Magnolia has released version 5 of its Java based open source CMS, a product years in the making, and it's built with touch based interfaces in mind. Will this help separate it from the bevy of CMSes competing for companies' attention?
Touch Now, Touch the Future
Version 5 was already partly available with v4.5, a release that laid in place the guts of the CMS. Now the touch based interface is ready to face the world, and those ready to update can look forward to an easier migration than from the 4 to 4.5 versions, Boris Kraft, Magnolia co founder and CTO said in an interview. Magnolia's touch friendly interface may not be revolutionary, but there's no doubt mobile is here to stay, so eventually other CMS vendors will have to make room for it.
That definitely puts Magnolia at the cutting edge, we think, and the fact v5 does away with things like dropdown menus may help convince others.

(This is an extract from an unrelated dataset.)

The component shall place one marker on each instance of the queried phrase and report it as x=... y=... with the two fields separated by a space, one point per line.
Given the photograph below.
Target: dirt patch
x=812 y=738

"Magnolia 5 offers unparalleled ease of use, providing a unified way for staff to access content creation Apps from tablets as well as desktops," Kraft said
Every task is touch enabled in v5, and each function is now more or less containerized within what are called Apps. Furthermore, the Apps are completely customizable, as one would expect with an open source product. As such, every product use case can be enabled around the tasks needed therein, and the workflows involved there can be included in just a couple of apps. That means many functions can be accomplished in just a couple of taps on a touch device.
Those functions all work in traditional interfaces as well, it's just that the build focus was on mobile in this version, something not many other CMSes can say. It might not launch Magnolia into instant stardom in the IT world, but that is no problem with Kraft and his team. The company is growing, hiring up new staff in the US, and even opening an office in China.

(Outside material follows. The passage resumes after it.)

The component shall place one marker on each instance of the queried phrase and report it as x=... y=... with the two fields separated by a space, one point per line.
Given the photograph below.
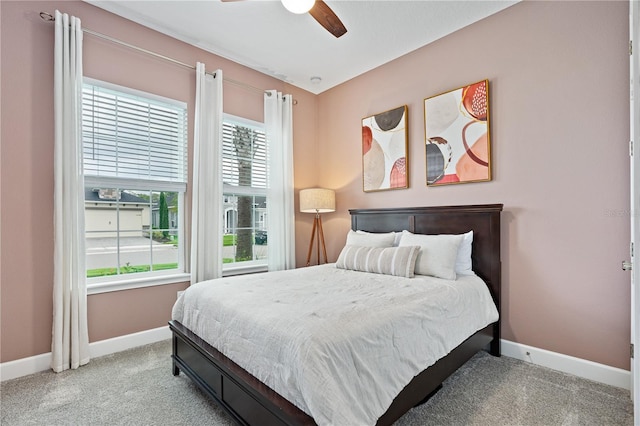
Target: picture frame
x=385 y=162
x=457 y=135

Plan on using Magnolia 5? Get used to these icons because they are the main access tools.
Apps, Pulse + Favorites
Apps, Pulse and Favorites (icons in above image) are the three main ways of navigating within the updated, Vaaden framework based Magnolia interface. Under Apps are all the content tools, Pulse is an action monitoring center, and Favorites is a kind of shortcut for the most used features somebody may need. Apps will access, manage and display pages, assets and documents in an intuitive way, but the advanced part is they will be customizable.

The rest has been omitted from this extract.